Uma noite, enquanto degustávamos um whisky caro, um amigo fez uma piada sobre Milena — a filha de um poderoso oligarca local.
“Ela é… digamos que não é propriamente magra como uma modelo”, disse uma delas, rindo baixinho. “Alguém se atreveria?”
“Sim, faria”, respondeu Alex friamente.
“A sério?”, riram-se.
“Vamos fazer uma aposta”, disse, com um sorriso irónico enquanto dava um gole. “Dá-me três meses. Não só a farei apaixonar-se — como também a pedirei em casamento. E ela dirá que sim.”
A mesa ficou em silêncio.
“Se se casar com ela, cada um de nós dar-lhe-á cem mil. Caso contrário, deverá fazê-lo.”

A aposta estava feita.
Milena não era uma beleza clássica segundo os padrões das revistas de moda, mas irradiava calor humano, sinceridade e uma vulnerabilidade discreta que atraía as pessoas.
Alex usou todo o seu charme: flores, passeios românticos, palavras doces. Representou tão bem o papel de amante dedicado que quase se convenceu a si próprio.
A Milena floresceu. Acreditava ter finalmente encontrado alguém que a via — que a via verdadeiramente — para além das aparências.
Quando ele a pediu em casamento, ela chorou de alegria.

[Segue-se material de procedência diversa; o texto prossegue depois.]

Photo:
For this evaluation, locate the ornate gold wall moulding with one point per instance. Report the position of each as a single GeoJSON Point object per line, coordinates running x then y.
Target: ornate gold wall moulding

Toda a cidade ficou alvoroçada com o inusitado noivado.
No grande dia, a igreja estava repleta de convidados importantes, parceiros de negócios e amigos da família. Alex estava de pé, confiante, no altar, sorrindo enquanto lhe segurava a mão e lhe fazia os votos:
Milena, és tudo para mim. Prometo amar-te para sempre, guardar cada sorriso, estar ao teu lado na alegria e na tristeza…
Mas, de repente, ela levantou a cabeça. As lágrimas brilhavam-lhe nos olhos, mas a sua voz era clara:
“Eu não.”

Todos paralisaram. Um copo estilhaçou-se no silêncio.

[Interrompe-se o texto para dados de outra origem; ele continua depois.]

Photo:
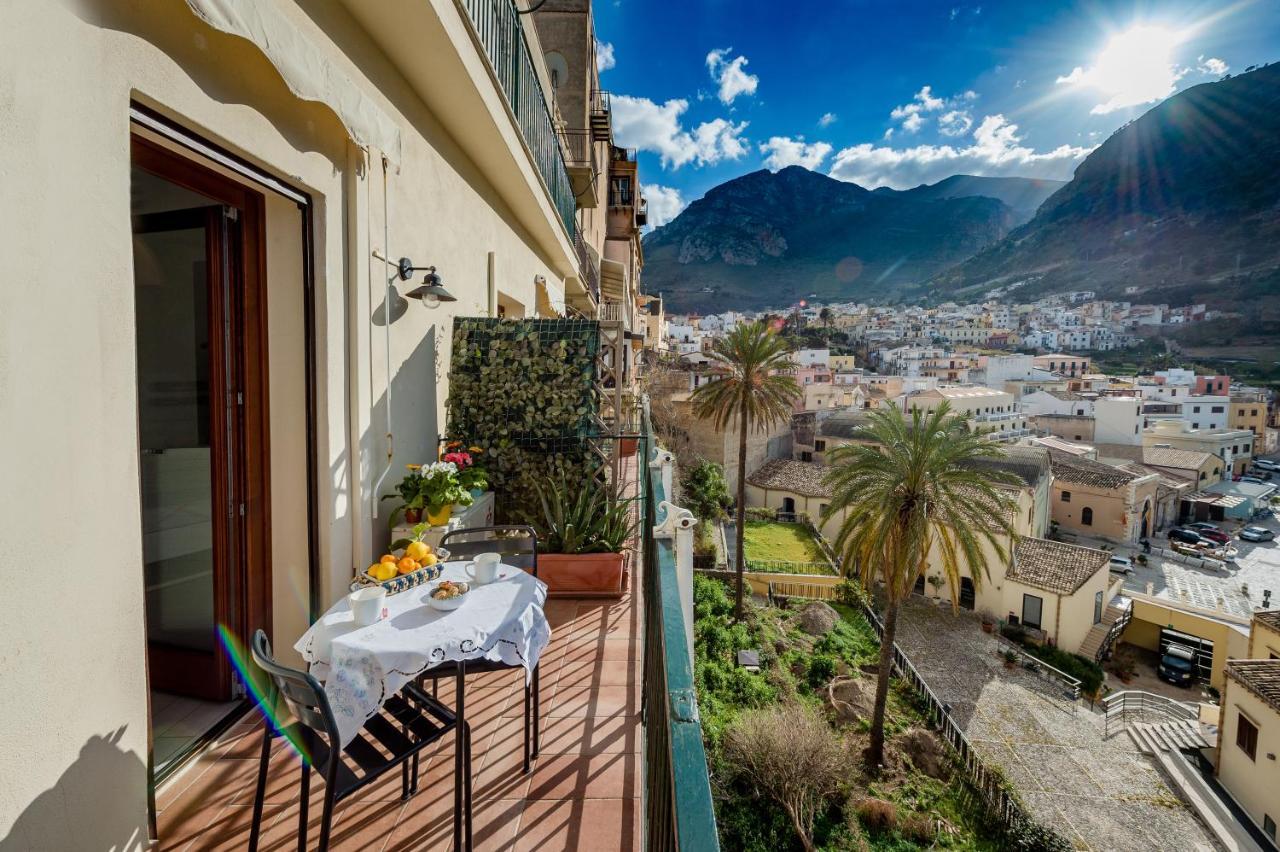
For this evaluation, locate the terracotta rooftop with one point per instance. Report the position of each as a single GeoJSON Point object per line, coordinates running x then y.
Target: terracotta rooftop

Milena prosseguiu, com voz firme:
“Quando nos conhecemos, pensei que finalmente tinha encontrado alguém que via o meu verdadeiro eu — não apenas o meu corpo. Eu acreditava em ti.”
Um murmúrio percorreu a multidão.
“Mas descobri a verdade. Que isto era uma aposta — um jogo. Nunca me amaste.”
Ela virou-se para os convidados.
“Fez uma aposta com os amigos: que conseguiria fazer-me apaixonar e casar comigo, só para ganhar um jackpot do meu pai.”
O pai de Milena levantou-se lentamente. Três guarda-costas atrás dele fizeram o mesmo.
“Alex”, disse ele calmamente, “creio que sabe o caminho de regresso. Os meus homens irão escoltá-lo.”
Os guardas conduziram o noivo embora em silêncio atónito.
Milena estava de pé, no altar, com as lágrimas a correrem livremente, mas de cabeça erguida.
“Hoje, deveria tornar-me esposa de alguém”, disse. “Em vez disso, tornei-me uma mulher que se escolheu a si própria.”
A sala irrompeu em aplausos estrondosos.